Dealing with the security risks of unstructured data [Q&A]

Unstructured data

Businesses are increasingly reliant on data. In the past that's generally been in a structured form but, thanks to increasing amounts of customer information gleaned via the IoT and channels like social media, unstructured data has taken on a new importance.

Yet unstructured data also introduces new risks. AI-based solutions specialist Concentric is launching a new data access governance solution that addresses the challenge of unstructured data security. We spoke to Karthik Krishnan, CEO at Concentric, to find out more.

BN: Why do enterprises need to take unstructured data seriously?

KK: By some estimates, 80 percent of enterprise data exists in unstructured formats -- and that data is often business-critical, sensitive or regulated. In fact, some types of sensitive information, such as intellectual property, strategic plans or personnel information, is more likely in a document or spreadsheet than a database, and those are prime targets for cybercriminals.

But unlike the data in a database -- which is usually controlled by security experts on the IT team -- end users make consequential security decisions for the files they create and manage. Overshared documents raise the risk for data loss and there’s no good way to make sure users are managing this information in a responsible way.

BN: What's the first step in dealing with unstructured data?

KK: Especially with unstructured data, the first step is understanding what you have. Our customers often have upwards of 10 million files, and you wouldn’t consider all of them to be business critical. So there has to be a way to focus on what’s important, urgent and at-risk. That's why data discovery and categorization are the cornerstones to effective unstructured data access governance.

BN: How hard is it to identify potentially sensitive data in a mass of other information?

KK: It's tough. If you think about all the types of data you need to protect, the list is long and diverse. Finding critical sales data, forecasts, financial performance, personnel files and contracts among the office party invitations and other trivial stuff isn't easy. Frankly, the inability of current solutions to do this is why unstructured data is the mess that it is. One approach tries to use pattern-matching to do it, which inevitably leads to an ever-growing tangle of unmaintainable rules that still can't tell an NDA from a purchase agreement. The other approach puts the burden on end users to tag their files as sensitive or confidential – and we all know how well any IT initiative that relies on consistent end-user behavior turns out. So, yeah, identifying the important stuff is hard.

The good news is that recent advances in natural language processing (a type of deep learning/AI) are really good at this. That's what we've commercialized at Concentric.

BN: What makes Concentric's Semantic Intelligence solution different?

KK: It's how we've applied deep learning to the problem, which creates two key advantages for our customers. We've already talked about our first differentiator, and that's how we categorize data using deep learning. We can put documents into one of over 90 categories out of the box, and customers can easily create new models for their specific data.
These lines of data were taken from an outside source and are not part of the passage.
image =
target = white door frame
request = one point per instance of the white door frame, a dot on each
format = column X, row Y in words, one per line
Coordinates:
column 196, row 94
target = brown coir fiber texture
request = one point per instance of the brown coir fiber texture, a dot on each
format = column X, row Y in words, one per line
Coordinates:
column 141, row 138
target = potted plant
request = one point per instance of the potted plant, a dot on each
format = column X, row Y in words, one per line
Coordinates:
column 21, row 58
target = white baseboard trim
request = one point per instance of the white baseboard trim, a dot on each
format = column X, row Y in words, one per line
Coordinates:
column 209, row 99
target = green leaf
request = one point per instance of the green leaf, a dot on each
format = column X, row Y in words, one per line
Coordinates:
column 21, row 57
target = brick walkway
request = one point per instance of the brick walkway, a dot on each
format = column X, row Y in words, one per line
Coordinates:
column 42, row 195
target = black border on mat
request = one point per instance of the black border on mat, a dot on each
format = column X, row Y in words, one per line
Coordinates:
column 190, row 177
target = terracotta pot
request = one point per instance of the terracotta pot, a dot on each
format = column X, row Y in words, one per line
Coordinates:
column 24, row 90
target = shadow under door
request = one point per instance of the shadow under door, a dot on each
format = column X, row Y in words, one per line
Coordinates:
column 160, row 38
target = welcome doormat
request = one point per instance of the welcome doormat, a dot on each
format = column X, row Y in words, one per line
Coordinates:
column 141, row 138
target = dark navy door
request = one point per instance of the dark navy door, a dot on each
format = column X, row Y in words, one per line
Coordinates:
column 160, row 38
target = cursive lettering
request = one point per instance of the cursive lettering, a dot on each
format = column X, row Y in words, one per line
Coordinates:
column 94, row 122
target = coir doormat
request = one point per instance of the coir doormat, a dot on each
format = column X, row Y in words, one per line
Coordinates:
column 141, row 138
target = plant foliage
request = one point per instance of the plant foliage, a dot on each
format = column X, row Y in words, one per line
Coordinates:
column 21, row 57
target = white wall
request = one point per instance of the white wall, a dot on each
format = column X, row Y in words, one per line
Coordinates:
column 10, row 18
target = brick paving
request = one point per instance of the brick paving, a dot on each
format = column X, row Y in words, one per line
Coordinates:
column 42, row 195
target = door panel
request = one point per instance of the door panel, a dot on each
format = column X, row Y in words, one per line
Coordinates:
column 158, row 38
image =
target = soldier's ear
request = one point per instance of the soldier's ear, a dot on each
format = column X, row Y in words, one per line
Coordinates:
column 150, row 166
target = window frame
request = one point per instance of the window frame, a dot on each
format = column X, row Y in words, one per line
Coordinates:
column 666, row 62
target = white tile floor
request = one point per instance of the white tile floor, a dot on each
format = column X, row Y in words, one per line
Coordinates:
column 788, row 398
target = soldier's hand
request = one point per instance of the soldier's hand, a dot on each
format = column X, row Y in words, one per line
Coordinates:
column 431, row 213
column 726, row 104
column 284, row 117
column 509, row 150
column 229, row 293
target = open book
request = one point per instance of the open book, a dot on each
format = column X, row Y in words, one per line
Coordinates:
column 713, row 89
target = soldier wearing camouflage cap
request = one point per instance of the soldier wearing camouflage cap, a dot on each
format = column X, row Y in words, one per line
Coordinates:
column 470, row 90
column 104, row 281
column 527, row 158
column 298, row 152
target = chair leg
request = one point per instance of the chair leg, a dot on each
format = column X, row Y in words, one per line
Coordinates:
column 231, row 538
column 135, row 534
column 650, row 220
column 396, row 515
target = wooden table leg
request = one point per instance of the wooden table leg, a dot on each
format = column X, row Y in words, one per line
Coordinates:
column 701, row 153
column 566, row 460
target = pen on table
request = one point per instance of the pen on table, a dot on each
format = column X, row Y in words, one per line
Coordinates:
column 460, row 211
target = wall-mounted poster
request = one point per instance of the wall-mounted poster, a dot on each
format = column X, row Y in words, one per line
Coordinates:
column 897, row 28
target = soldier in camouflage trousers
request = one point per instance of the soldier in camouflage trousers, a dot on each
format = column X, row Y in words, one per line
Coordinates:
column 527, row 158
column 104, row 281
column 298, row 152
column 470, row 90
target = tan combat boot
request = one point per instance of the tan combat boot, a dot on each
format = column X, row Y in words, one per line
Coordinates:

Like I mentioned earlier, this ability to categorize data – accurately and comprehensively -- is the foundation for unstructured data access governance.
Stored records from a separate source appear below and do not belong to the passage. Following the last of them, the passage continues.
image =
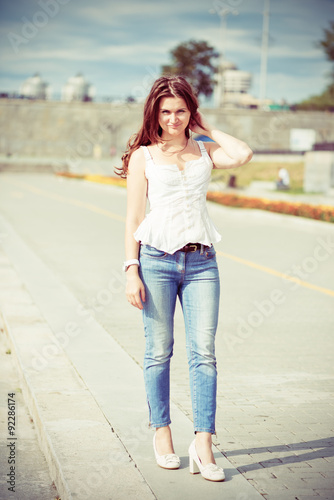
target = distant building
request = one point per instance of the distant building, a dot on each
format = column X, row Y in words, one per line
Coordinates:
column 233, row 86
column 35, row 88
column 77, row 89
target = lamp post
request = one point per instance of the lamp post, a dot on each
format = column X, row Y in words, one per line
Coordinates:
column 222, row 13
column 264, row 51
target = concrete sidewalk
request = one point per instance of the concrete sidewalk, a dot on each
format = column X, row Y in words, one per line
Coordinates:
column 86, row 395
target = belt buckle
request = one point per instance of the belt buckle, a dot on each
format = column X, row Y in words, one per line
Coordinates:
column 194, row 246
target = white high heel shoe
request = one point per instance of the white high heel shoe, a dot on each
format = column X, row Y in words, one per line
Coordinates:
column 169, row 461
column 211, row 472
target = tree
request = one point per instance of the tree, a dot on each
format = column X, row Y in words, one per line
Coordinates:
column 193, row 60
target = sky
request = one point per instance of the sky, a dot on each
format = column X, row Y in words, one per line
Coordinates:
column 120, row 46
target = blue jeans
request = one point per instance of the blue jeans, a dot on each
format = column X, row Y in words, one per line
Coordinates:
column 194, row 278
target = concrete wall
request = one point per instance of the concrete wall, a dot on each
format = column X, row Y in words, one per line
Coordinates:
column 93, row 130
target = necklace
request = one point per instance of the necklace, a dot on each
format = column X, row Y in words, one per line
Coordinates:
column 172, row 152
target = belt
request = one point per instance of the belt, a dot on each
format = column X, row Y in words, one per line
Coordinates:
column 192, row 247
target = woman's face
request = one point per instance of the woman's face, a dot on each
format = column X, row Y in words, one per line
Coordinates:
column 174, row 116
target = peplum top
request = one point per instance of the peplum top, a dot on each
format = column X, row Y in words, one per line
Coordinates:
column 178, row 212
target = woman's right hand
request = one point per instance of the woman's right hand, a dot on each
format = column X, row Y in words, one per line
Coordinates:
column 135, row 290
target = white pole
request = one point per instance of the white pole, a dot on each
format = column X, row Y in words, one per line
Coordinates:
column 222, row 57
column 264, row 51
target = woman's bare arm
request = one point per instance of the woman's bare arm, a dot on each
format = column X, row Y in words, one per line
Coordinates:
column 135, row 213
column 226, row 151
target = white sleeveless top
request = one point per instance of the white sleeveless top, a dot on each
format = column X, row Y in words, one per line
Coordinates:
column 178, row 212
The second capability is something we call Risk Distance analysis. Once data has been categorized, we use Risk Distance to compare the aggregate security practices in a group of peer files to the specific security practices for a single file. So, for example, if only one of dozens of M&A files is in a folder accessible to all employees, we can identify that file as high risk – without ever creating an explicit policy or asking an end user to mark the file. It’s an automated, accurate way to spot risk because, after all, the file owners are the content experts.

We've just released a new analysis capability that gives even more insight into risk by highlighting file activity. That helps highlight which files might need more urgent attention because they’re being routinely moved, shared, printed or otherwise used. It can also help with data retention management on the other end of the scale -- if a sensitive document isn’t getting much use, it might be a candidate for deletion or deep archiving.

BN: How can this help to ensure compliance with GDPR, CCPA, etc.?

KK: Personally identifiable information or personal health information (PII/PHI) is always sensitive so we’ve put a lot of energy into making sure we can find it. Our UI, for example, has tools dedicated to locating, analyzing and working with PII/PHI. Beyond that, Concentric brings some unique benefits to the compliance table, and here's how.

Right-to-know and right-to-be-forgotten mandates put a double burden on compliance professionals -- they not only have to find the relevant information, they also have to decide what to do with it. Our categorization capabilities make it far easier to understand, for example, whether a specific bit of PII/PHI is in a marketing document (which likely should be deleted) or in a contract (which needs to be maintained). Our categorization insights make that decision far easier.